Conformément à cette manière de voir, la nature du sol a une grande influence sur la proportion et la nature des cendres.

Par exemple, des fèves semées dans du gravier et arrosées avec de l'eau distillée ont donné des plantes dont la cendre s'élevait à 0,039 du poids des plantes séchées; des fèves semées dans des capsules de verre pleines de gravier et placées sur la terre en rase compagne, arrosées avec de l'eau de pluie naturellement ou artificiellement, ont donné 0,075 de cendre, et des fèves cultivées en pleine terre d'un jardin potager en ont donné jusqu'à 0,120.

Les cendres d'une même plante varient de nature suivant la nature du sol. Ainsi, dans un sol siliceux, une plante donne une cendre contenant proportionnellement plus de silice, relativement à la chaux, qu'elle n'en donne dans un sol calcaire.

Dans la cendre d'une même plante la proportion des sels à base de potasse ou de soude est plus forte dans la plante jeune que dans la plante âgée. Ainsi, la cendre de jeunes plantes de verge d'or, de fève, contient 0,75 de sels à base de potasse; la cendre des jeunes feuilles de chêne, 0,75; celle des jeunes feuilles de noisetier et de peuplier, 0,50. Cette proportion s'affaiblit avec l'âge, les eaux pluviales qui lavent les plantes leur enlèvent des sels solubles.

Si on examine la nature des cendres des diverses parties d'une même plante, on voit que la proportion mutuelle des divers principes constituant la cendre que donne cette plante brûlée intégralement, ne sont pas les mêmes pour ces diverses parties.

Par exemple :

Les sels alcalins sont moins abondants dans la cendre de l'écorce que dans celle de l'aubier et du bois, où la proportion est à peu près la

même.

La cendre des semences contient une proportion plus forte de sels alcalins que la cendre du reste de la plante.

Les phosphates terreux, les plus abondants principes des cendres, après les sels à base de potasse ou de soude, dans la jeune plante herbacée en voie d'accroissement, présentent des résultats analogues à ceux de ces derniers sels.

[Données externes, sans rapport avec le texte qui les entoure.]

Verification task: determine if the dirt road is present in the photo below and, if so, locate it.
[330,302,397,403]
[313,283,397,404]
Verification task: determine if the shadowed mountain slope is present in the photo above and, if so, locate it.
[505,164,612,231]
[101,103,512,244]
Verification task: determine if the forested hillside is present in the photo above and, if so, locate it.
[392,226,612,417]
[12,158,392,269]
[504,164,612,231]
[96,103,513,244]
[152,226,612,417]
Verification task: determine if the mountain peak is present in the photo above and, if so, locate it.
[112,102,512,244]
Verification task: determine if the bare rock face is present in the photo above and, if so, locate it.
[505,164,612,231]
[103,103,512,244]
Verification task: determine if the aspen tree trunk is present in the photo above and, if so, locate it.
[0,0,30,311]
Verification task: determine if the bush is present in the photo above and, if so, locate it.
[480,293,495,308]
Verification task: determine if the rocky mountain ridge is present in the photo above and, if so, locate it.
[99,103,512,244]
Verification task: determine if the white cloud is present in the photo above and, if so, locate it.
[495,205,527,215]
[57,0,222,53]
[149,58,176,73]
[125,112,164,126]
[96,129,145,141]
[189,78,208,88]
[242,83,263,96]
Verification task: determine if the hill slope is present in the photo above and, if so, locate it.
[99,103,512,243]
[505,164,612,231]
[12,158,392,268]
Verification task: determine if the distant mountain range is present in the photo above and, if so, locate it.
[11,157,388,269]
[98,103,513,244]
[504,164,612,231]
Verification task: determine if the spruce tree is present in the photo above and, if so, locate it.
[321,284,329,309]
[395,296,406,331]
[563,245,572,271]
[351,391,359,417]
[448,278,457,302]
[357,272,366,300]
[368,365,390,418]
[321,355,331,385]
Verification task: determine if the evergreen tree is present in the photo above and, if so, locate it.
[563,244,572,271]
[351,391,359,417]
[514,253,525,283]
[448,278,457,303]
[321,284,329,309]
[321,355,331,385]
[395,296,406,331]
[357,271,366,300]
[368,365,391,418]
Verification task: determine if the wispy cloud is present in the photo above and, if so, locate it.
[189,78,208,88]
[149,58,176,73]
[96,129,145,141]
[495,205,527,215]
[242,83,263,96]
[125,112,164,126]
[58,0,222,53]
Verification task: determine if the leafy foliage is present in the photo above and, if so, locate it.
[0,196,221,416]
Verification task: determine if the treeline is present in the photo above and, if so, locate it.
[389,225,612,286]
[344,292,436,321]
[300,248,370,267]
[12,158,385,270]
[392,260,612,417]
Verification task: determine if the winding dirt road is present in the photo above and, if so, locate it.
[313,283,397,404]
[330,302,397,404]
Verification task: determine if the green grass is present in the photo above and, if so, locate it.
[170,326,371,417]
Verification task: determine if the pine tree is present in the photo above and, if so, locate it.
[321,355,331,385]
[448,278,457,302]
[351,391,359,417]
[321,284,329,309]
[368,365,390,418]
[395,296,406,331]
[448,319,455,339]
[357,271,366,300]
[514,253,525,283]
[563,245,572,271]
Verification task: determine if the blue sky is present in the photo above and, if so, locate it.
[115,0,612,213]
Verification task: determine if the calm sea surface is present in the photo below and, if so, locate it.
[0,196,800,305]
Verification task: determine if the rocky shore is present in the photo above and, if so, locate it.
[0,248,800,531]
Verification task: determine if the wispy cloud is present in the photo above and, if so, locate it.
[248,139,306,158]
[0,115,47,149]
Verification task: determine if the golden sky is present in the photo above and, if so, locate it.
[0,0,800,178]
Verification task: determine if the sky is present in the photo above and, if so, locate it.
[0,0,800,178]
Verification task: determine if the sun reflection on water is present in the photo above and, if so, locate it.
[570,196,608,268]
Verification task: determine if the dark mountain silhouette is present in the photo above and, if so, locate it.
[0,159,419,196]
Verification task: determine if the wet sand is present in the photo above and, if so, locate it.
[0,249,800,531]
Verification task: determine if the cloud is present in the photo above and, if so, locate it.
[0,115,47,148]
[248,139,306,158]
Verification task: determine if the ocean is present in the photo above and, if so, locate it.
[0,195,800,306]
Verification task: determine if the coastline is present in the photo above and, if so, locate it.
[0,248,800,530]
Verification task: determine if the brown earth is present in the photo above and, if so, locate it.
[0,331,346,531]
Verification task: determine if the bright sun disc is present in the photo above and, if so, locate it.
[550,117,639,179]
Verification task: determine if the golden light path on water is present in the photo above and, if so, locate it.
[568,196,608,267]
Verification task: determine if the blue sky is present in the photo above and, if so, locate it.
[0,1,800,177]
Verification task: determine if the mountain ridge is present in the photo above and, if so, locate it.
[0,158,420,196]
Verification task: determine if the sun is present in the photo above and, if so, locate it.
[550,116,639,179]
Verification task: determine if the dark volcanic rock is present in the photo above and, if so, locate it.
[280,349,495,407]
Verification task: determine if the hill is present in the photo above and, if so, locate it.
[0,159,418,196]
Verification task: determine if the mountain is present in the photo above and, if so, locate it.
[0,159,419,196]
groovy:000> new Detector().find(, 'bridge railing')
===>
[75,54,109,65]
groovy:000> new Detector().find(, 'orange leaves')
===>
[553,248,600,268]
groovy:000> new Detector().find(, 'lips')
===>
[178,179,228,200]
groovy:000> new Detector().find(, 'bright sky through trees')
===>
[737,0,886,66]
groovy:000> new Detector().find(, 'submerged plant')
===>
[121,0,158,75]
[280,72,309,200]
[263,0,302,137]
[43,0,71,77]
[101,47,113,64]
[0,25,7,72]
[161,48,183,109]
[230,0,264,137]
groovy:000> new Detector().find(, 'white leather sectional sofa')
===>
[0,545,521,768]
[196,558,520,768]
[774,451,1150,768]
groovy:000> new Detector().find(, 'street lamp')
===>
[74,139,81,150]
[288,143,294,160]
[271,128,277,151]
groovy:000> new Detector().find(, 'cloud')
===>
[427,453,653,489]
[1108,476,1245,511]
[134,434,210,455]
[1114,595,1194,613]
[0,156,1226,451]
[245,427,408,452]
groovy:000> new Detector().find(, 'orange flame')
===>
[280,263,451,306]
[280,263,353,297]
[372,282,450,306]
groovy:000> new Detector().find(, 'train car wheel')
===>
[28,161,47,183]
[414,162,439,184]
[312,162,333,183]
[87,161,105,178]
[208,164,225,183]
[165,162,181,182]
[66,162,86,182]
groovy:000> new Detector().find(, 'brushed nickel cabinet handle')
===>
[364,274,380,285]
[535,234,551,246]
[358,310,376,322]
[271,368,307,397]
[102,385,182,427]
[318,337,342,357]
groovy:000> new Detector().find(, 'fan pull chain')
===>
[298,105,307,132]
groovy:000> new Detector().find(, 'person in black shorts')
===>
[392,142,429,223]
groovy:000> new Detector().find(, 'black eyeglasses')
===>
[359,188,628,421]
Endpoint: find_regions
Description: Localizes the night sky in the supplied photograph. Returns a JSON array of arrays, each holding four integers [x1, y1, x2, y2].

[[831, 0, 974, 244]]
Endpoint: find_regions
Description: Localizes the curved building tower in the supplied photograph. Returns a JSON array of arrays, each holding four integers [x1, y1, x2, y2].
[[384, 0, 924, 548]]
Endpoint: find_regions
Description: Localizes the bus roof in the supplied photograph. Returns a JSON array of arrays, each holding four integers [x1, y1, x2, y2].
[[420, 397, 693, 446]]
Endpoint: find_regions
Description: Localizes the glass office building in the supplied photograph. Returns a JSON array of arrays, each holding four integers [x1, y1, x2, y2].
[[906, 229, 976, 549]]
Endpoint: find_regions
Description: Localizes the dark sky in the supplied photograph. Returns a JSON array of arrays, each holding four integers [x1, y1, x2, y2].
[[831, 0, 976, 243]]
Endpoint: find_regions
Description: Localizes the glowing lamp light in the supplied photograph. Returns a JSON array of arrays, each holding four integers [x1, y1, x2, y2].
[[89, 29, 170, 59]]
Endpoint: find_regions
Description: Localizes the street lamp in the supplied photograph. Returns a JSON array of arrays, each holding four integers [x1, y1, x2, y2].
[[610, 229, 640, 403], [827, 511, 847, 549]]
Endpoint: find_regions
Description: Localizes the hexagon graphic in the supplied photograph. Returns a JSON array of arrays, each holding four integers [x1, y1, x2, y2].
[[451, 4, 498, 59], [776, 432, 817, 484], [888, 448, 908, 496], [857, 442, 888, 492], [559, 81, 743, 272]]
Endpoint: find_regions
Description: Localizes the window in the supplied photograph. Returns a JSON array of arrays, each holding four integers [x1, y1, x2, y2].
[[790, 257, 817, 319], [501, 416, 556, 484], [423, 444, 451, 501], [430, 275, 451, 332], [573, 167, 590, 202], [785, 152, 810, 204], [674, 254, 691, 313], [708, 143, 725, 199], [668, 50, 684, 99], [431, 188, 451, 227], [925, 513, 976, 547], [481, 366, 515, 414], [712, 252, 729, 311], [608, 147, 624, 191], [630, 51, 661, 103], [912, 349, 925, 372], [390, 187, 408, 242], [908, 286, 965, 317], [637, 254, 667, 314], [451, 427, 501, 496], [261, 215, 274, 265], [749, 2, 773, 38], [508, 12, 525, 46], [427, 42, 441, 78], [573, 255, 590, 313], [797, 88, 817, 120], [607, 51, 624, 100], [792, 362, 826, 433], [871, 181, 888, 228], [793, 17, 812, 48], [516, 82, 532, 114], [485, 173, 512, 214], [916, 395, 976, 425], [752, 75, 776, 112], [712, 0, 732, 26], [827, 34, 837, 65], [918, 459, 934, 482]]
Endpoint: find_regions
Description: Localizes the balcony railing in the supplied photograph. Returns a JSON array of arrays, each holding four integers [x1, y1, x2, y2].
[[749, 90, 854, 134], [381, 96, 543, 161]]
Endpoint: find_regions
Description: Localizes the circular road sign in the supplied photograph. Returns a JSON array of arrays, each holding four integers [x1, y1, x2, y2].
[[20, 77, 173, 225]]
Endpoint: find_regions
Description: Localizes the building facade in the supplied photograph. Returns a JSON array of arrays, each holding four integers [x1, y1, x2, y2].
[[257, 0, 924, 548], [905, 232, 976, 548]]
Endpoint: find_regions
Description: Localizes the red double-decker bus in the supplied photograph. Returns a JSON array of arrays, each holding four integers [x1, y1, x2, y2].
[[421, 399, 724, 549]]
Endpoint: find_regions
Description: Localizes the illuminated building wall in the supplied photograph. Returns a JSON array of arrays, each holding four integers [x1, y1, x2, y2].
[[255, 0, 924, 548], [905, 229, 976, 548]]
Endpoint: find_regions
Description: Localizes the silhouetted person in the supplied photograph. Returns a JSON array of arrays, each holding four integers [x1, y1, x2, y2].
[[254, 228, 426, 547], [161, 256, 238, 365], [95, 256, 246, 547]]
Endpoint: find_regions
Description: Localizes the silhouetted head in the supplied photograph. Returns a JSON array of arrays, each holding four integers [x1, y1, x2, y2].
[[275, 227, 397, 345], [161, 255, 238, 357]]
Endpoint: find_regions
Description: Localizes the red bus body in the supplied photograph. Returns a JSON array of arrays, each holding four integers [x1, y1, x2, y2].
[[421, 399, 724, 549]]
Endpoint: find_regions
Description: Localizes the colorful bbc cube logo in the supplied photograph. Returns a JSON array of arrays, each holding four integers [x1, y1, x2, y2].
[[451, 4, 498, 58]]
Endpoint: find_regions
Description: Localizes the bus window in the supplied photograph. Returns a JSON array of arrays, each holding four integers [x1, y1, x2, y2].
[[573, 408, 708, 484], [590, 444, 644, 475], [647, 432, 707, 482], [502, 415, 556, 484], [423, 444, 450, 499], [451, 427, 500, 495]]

Les cendres des jeunes feuilles renferment plus de ces phosphates que celles des feuilles adultes.

Les eaux pluviales enlèvent les phosphates terreux à la plante vivante dont elles lavent la surface.

La cendre de l'écorce contient moins de phosphates terreux que celle de l'aubier, et celle-ci en contient plus que celle du bois.

L'auteur signale la présence du phosphate de potasse dans les semences et l'absence de la chaux carbonatée ou caustique dans leurs cendres, tandis qu'à l'époque de la maturation les cendres des tiges présentent le résultat inverse.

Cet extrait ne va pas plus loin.